Viken Fiber is Norway’s largest fibre company, building and operating fibre glass networks and providing broadband services, in cooperation with Altibox, across wide areas of eastern Norway. Based in Drammen, the capital of the county of Buskerud, the most populated part of Norway, the company has been building fibre networks since 2005.
“Already in 2004 we had the idea to develop the digital infrastructure and provide households and businesses with high-capacity, broadband network access points,” says CEO Anne Berit Rørlien. “Our focus was on being a challenger in the telecommunications market. For this purpose, we started a pilot project in a limited region around Oslo and equipped 500 households with fibre connections. The pilot was highly successful, despite the high costs for the cabling. Many market participants did not believe in the project, but we demonstrated that the future lies in fibre networks and that a significant return on investment is possible within a very reasonable time.”
After the successful pilot, Viken Fiber rolled out its fibre network initiative further and went from door to door. Soon, the company was able to win 20,000 fibre clients. “In 2013, five companies from the sector merged and created today’s Viken Fiber,” explains Ms. Rørlien.
Viken Fiber is owned by four utility companies – Lyse Fiberinvest, Glitre Energi, Lier Everk Holding and Hadeland Energi – and has branch offices in Oslo, Porsgrunn, Grålum and Hønefoss. “We are still a regional player concentrating on the eastern parts of Norway,” states Ms. Rørlien.
Viken Fiber currently delivers broadband services for the Internet, television and telephone to more than 180,000 customers in over 70 municipalities. The company employs 110 people and has annual revenues of 1.5 billion NOK, or approximately 146 million EUR. Viken Fiber specializes in Fibre-to-the-Home (FTTH) connections and manages the laying of the fibre-optic cables in every region the company is developing.
We are contributing to the modernization of Norway. Anne Berit RørlienCEO
“The laying is very cost-intensive,” explains Ms. Rørlien. “Therefore, the rate of new subscribers has to be at least 50% in a defined area to make the investment pay off. Today, the connection rate is usually much higher, though, between 62 and 74%.”
To this date, Viken Fiber has laid over 5,000 km of fibre-optic cables, which is about twice the length of Norway from top to bottom. Viken Fiber plans every new cable laying project and for the actual digging and laying the company works together with experienced, reliable subcontractors.
As the fibre glass pioneer and market challenger, Viken Fiber is competing with the traditional broadband providers in Norway.

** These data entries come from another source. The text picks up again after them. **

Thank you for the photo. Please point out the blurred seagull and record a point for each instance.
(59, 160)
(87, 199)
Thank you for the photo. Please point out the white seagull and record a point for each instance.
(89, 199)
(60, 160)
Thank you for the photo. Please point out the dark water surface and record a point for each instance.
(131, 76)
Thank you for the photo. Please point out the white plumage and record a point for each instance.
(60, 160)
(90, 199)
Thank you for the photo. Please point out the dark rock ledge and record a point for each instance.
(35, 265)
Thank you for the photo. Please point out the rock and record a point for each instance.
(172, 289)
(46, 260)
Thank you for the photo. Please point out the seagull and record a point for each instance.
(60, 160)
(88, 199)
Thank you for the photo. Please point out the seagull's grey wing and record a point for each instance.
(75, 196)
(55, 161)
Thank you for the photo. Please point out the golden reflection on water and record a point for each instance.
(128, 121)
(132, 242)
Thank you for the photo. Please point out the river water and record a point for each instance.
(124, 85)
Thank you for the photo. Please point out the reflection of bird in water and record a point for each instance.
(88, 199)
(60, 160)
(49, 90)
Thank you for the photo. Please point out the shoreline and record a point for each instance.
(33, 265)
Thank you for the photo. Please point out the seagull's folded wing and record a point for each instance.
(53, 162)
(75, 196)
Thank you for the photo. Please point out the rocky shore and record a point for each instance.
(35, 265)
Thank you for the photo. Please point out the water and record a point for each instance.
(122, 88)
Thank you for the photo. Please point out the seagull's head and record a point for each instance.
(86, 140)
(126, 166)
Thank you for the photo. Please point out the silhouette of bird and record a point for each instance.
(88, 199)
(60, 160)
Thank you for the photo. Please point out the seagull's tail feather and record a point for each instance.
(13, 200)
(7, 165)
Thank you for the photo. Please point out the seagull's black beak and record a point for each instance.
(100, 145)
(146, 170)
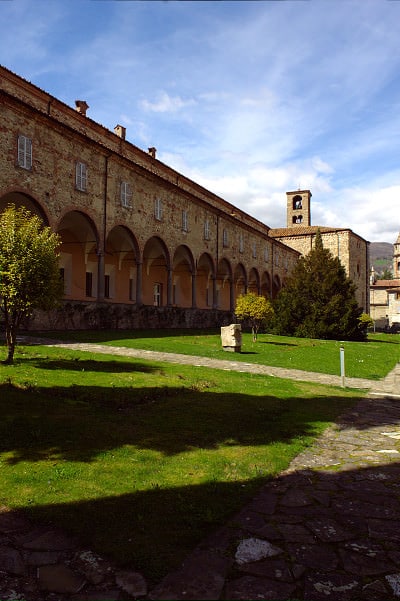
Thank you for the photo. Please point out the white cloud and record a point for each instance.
(166, 103)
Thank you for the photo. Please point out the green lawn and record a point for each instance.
(141, 459)
(372, 359)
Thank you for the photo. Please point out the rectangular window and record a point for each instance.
(106, 286)
(24, 152)
(132, 294)
(126, 195)
(158, 209)
(81, 176)
(184, 221)
(206, 230)
(157, 295)
(89, 283)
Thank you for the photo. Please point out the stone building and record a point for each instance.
(141, 244)
(350, 248)
(385, 295)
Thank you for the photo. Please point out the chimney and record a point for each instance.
(120, 131)
(81, 106)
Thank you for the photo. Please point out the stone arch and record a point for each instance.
(276, 285)
(254, 281)
(182, 277)
(240, 280)
(224, 286)
(121, 260)
(266, 285)
(79, 262)
(156, 273)
(205, 276)
(22, 199)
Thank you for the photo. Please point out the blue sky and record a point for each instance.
(249, 98)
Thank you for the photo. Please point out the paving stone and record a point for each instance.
(338, 587)
(133, 583)
(254, 549)
(275, 569)
(50, 541)
(329, 530)
(59, 579)
(375, 591)
(42, 558)
(11, 561)
(318, 557)
(249, 587)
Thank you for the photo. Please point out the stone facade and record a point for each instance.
(385, 295)
(351, 249)
(134, 232)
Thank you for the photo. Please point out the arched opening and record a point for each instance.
(224, 293)
(182, 272)
(254, 281)
(156, 285)
(204, 282)
(78, 256)
(120, 266)
(239, 280)
(276, 286)
(266, 285)
(20, 199)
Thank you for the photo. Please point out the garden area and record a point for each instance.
(142, 459)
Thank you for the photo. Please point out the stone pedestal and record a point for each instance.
(231, 338)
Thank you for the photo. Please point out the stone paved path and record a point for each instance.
(326, 528)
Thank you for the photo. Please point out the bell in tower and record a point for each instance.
(298, 208)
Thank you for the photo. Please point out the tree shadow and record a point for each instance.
(78, 422)
(91, 365)
(339, 529)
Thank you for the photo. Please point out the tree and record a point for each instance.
(318, 300)
(256, 309)
(386, 275)
(29, 270)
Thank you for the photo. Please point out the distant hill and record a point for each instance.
(381, 256)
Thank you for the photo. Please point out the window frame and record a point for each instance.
(81, 176)
(24, 152)
(125, 195)
(158, 209)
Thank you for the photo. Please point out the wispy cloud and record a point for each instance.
(250, 99)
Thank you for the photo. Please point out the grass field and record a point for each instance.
(372, 359)
(142, 459)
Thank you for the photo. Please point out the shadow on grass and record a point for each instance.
(154, 531)
(91, 365)
(77, 423)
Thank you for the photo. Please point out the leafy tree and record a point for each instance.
(386, 275)
(318, 300)
(29, 271)
(256, 309)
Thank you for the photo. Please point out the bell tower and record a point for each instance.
(396, 259)
(299, 208)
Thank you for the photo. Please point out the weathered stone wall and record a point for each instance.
(96, 316)
(61, 136)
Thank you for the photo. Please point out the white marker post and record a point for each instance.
(342, 374)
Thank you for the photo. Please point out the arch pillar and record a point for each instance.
(139, 270)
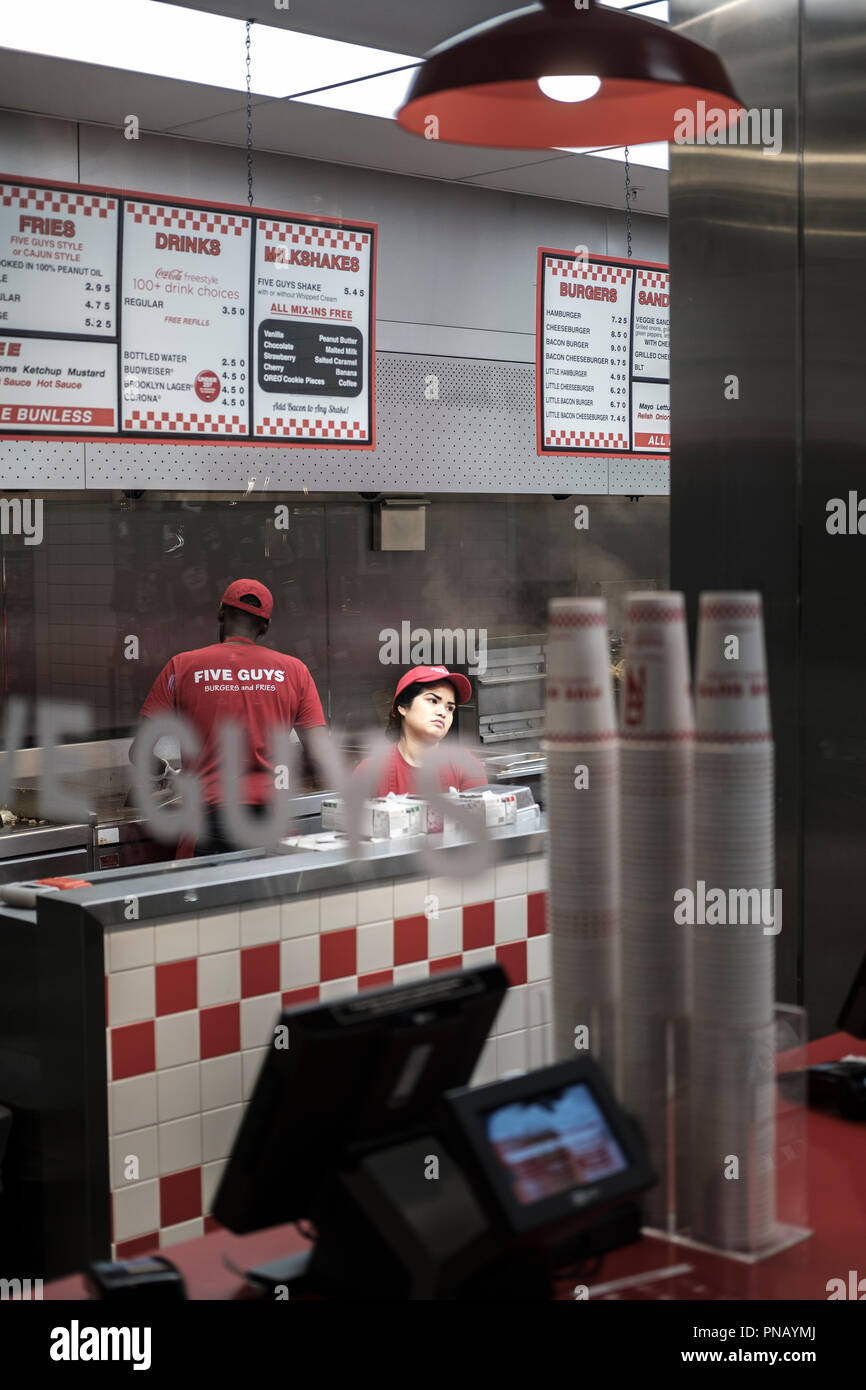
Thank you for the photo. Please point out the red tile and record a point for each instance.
(377, 980)
(409, 940)
(180, 1197)
(132, 1050)
(478, 926)
(177, 987)
(220, 1030)
(337, 954)
(445, 963)
(292, 998)
(139, 1246)
(260, 969)
(512, 957)
(537, 913)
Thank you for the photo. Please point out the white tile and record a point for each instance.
(218, 979)
(376, 904)
(337, 909)
(129, 947)
(299, 962)
(181, 1144)
(537, 873)
(210, 1180)
(192, 1229)
(299, 916)
(510, 877)
(409, 897)
(260, 925)
(485, 1069)
(136, 1211)
(445, 933)
(132, 1102)
(513, 1009)
(510, 919)
(338, 988)
(538, 1002)
(374, 947)
(252, 1065)
(132, 995)
(257, 1019)
(177, 1039)
(218, 930)
(448, 891)
(178, 1091)
(538, 958)
(512, 1052)
(218, 1129)
(481, 888)
(177, 940)
(541, 1047)
(483, 955)
(220, 1082)
(413, 970)
(134, 1157)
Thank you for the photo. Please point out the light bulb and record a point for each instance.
(570, 88)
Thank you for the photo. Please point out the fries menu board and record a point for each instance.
(602, 356)
(129, 316)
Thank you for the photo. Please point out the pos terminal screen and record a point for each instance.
(552, 1143)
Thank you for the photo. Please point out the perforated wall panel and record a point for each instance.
(444, 424)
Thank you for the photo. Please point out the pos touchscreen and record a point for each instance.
(551, 1143)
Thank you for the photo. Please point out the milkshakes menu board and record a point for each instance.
(136, 317)
(602, 356)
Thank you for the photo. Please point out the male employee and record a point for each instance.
(235, 681)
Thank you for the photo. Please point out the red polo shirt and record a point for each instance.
(401, 777)
(237, 681)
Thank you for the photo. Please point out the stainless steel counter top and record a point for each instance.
(253, 876)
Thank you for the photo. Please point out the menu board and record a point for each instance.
(132, 316)
(602, 356)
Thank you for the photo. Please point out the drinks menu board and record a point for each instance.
(602, 356)
(131, 316)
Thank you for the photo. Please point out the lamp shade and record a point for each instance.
(481, 86)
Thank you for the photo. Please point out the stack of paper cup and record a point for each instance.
(737, 916)
(583, 811)
(658, 730)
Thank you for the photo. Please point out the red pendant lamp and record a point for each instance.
(565, 74)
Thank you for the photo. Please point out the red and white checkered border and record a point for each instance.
(307, 428)
(583, 270)
(654, 278)
(54, 200)
(299, 234)
(577, 437)
(184, 421)
(188, 218)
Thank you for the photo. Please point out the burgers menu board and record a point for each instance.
(602, 356)
(123, 314)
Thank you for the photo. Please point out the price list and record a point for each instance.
(602, 363)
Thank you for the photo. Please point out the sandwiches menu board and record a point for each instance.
(124, 314)
(602, 356)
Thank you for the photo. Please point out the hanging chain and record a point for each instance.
(627, 203)
(249, 120)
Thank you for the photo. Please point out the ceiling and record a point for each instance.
(85, 92)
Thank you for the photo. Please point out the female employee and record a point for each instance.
(421, 715)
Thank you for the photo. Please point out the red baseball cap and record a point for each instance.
(241, 590)
(431, 676)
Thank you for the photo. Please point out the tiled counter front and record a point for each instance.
(192, 1002)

“As the building of a fibre network is very costly, the established providers had no interest in entering this market segment,” states Ms. Rørlien. “This way, we have developed into the fibre leader in Norway. There are other companies like us in the country. But the second-largest has only about 80,000 subscribers. So we are the undisputed number 1. We strongly believe in fibre as the future of broadband network infrastructure and have found a way to make it a profitable technology in spite of high investment costs. This applies to urban areas with its many concrete areas, which make cable laying expensive, and for rural areas with their often very long distances. But we are convinced of our concept and willingly accept the challenge. And we have very efficient processes and in-depth expertise. Our success and reliable work speak in favour of us.”
Another strong point of Viken Fiber is its tried-and-tested partnership with the content provider Altibox. “For the tenth time in a row, we have been jointly elected Norway’s best network provider,” says Ms. Rørlien. Viken Fiber won first place in the coveted Customer Satisfaction Award rating organized by EPSI Norway, a European leader in stakeholder management and benchmarking.
Besides supporting data-intensive broadband applications, including the Internet of Things, Viken Fiber is enabling future-oriented concepts like smart cities, integrating high-speed mobile broadband technologies. “We also plan to engage more in data centers and connect them to our high-speed fibre networks,” explains Ms. Rørlien. “In addition, we want to participate in the building of the modern 5G mobile telecommunications network, which is also based on fibre infrastructure, and expand geographically and acquire additional subscribers beyond eastern Norway. There is a lot of potential. The market is far from being saturated, and with our technology, we are making a contribution to the modernization of Norway.”